Le Roi se leva et vint prendre la main de Charlotte que la marquise aidait à se remettre debout.

—    Vous avez grand besoin de prendre du repos.

—    Je vais la garder quelques jours à Clagny...

—    Nous n’en attendions pas moins de vous. Cela lui permettra d’entrer en possession de son héritage. Lui avez-vous appris ce qu’il est advenu de sa mère ?

—    Oui, Sire. Il le fallait !

—    Certes ! Toujours pas de nouvelles des assassins, Monsieur le lieutenant général ?

—    Pas encore, Sire. Ce n’est pas faute de fouiller les lieux où se recrutent habituellement les hommes de main qui ne regardent pas au sang versé mais jusqu’ici nous n’avons aucune piste. J’ai acquis cependant la certitude que ces gens n’ont pas été embauchés à Paris.

—    Et la France est vaste ! Nous n’avons pas à vous demander de faire pour le mieux... A vous revoir, Madame de Saint-Forgeat ! Vous me direz alors si vous désirez reprendre du service auprès de Madame afin de rejoindre votre époux, ce qui serait normal. Ne riez pas, marquise ! Je ne vois pas ce que j’ai dit de si drôle !

—    Je suis sûre du contraire! Votre Majesté n’a jamais cultivé l’humour involontaire. Je crois que moins ces deux-là se verront et mieux ils se porteront ! Ce qui n’empêche Madame de vouloir retrouver son ancienne fille d’honneur qu’elle affectionne. Elle n’a pas tant d’occasions de se réjouir ces temps-ci !

—    À qui la faute? Il semblerait qu’aux intempérances de langage, Madame se plaise à joindre celles de l’écriture !

D’aimable jusqu’à présent, le ton du Roi était devenu acerbe. Charlotte s’en rendit compte et osa prendre l’initiative de parler sans y avoir été invitée :

—    Je serais heureuse de retourner servir Madame qui a toujours été si bonne pour moi, mais je crois qu’auparavant je préférerais simplement rentrer chez moi... à Saint-Germain.

Mme de Montespan fit la grimace :

—    Vous voulez rentrer dans un endroit où il s’est passé une telle tragédie ? Vous ne craignez pas les cauchemars ?

—    C’est le seul endroit que je possède en propre... et surtout c’est la maison de mon père. J’y ai été heureuse tant qu’il a vécu. Son ombre saura me protéger contre d’autres... plus malfaisantes !

—    En outre, intervint La Reynie, les plus anciens serviteurs sont demeurés et tout y est en état !

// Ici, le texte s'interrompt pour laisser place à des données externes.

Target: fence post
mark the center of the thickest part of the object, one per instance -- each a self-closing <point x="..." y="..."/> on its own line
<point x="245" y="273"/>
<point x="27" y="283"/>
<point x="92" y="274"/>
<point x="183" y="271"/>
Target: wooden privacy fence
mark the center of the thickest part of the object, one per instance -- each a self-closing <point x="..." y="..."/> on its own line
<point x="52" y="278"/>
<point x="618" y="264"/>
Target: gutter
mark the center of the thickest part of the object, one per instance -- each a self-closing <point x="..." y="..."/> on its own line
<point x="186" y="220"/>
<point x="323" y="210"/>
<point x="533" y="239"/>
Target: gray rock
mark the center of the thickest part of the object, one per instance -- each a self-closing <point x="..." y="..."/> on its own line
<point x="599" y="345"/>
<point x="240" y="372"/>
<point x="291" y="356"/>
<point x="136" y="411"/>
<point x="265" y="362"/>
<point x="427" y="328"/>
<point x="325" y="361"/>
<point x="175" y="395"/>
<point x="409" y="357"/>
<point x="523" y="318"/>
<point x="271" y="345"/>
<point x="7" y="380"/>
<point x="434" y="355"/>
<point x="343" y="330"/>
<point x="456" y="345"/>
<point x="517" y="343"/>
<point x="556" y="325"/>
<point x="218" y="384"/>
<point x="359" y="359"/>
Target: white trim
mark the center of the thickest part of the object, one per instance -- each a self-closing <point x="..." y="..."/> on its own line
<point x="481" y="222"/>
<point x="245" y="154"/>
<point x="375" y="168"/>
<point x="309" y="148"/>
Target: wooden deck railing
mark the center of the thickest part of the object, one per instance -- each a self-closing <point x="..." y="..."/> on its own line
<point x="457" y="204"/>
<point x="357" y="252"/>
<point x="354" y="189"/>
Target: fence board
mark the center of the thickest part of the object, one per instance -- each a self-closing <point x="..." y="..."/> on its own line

—    C’est égal : une double pendaison !

—    Nous ne vous savions pas superstitieuse, marquise, coupa le Roi, mi-figue mi-raisin. Vous, si brave !

—    De jour, Sire ! Beaucoup moins la nuit ! Je déteste les ténèbres !

—    Moi pas, fit doucement Charlotte. Je n’ai plus qu’à demander l’autorisation du Roi puisque je suis, avant tout, sa servante !

Celui-ci reprit la main de Charlotte et la garda dans les siennes.

—    Vous l’avez, chère comtesse ! Nous apprécions autant votre courage que votre obéissance. Mais ne vous claustrez pas trop ! Ce n’est pas de votre âge. Et Madame sera si heureuse de retrouver une amie !

Sous l’œil soudain intéressé de son ancienne favorite, Louis posa un baiser léger sur la main qu’il tenait tandis que la jeune femme plongeait dans une profonde révérence.

—    Je remercie Votre Majesté, dit-elle sobrement.

DEUXIÈME PARTIE

LA MAISON DE SAINT-GERMAIN

Chapitre V

LA BLESSURE EMPOISONNÉE...

A genoux sur la marche du petit autel dans sa chapelle familiale à l’église de Saint-Germain, Charlotte s’efforçait de prier mais ce n’était pas évident dans un sanctuaire dont la moitié manquait et qu’elle ne reconnaissait plus. Trois ans plus tôt en effet, tandis qu’elle était en Espagne, une partie du vieux bâtiment - trop vieux sans doute ! - s’était écroulée une nuit de tempête.Le Roi s’était hâté de le faire reconstruire par Mansart, mais, dans son empressement à la rendre au culte paroissial - le château, lui, possédait sa chapelle ! -, le fameux architecte avait purement et simplement supprimé le bas-côté accidenté. Par chance, la sépulture  Fontenac était restée intacte dans l’oratoire dédié à saint Hubert qui avait eu la chance d’être épargné.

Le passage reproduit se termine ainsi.